Description
Binning continuous data into discrete bins is a non-trivial problem, especially when there are features of various scales that one is trying to capture. This astropy example is much more clear than any I could hope to write. The current implementation of pandas.cut
does not allow for easy user access to these tools.
numpy
provides a number of simple binning algorithms to capture these features in computationally efficient ways. As done in astropy
, perhaps we can pass the bin edge calculations directly to numpy
. To do so, we would need to call histogram_bin_edges
(available in numpy
1.15.1, if not earler). This function isolates the calculation of bin edges.

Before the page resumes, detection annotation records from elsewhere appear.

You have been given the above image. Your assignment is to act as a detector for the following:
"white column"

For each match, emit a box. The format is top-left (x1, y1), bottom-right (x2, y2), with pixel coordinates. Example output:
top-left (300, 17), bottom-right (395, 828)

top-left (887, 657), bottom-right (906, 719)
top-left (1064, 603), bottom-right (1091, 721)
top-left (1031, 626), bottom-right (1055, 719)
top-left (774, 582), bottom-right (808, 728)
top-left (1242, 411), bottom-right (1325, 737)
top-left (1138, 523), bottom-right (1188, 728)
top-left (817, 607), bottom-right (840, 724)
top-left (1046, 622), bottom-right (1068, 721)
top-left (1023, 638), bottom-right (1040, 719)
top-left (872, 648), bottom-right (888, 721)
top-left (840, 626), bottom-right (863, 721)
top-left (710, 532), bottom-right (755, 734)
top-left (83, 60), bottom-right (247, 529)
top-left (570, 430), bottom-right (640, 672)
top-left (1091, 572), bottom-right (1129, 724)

To utilize np.histogram_bin_edges
, a user would call
data = np.random.normal(100000)
edges = np.histogram_bin_edges(data, bins="auto") # Other strings are acceptable.

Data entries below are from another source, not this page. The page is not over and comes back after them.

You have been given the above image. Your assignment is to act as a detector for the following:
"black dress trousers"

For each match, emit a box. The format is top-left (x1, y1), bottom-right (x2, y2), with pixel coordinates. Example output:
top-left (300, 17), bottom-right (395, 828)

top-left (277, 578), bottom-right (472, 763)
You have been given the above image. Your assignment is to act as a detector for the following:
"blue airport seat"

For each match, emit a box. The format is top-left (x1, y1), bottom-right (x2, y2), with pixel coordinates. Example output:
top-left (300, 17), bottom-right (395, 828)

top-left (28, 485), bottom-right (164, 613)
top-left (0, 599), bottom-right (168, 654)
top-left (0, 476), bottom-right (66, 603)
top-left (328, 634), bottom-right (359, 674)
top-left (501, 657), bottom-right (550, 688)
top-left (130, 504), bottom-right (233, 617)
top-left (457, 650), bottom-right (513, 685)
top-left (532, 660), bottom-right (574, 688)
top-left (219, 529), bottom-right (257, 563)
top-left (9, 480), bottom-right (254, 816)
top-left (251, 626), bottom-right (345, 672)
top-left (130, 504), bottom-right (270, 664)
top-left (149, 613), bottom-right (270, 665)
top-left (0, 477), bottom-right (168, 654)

cut = pd.cut(data, bins=edges)
We can simplify this by replacing one or two lines in pandas.cut source
bins = np.linspace(mn, mx, bins + 1, endpoint=True)
becomes
bins = np.histogram_bin_edges(x, bins=bins)
so that the user can simply call
data = np.random.normal(100000)
cut = pd.cut(data, bins="auto") # Or any of the other strings accepted by numpy
and have access to all the techniques available there.
The histogram_bin_edges
docs are availble here. The source is here.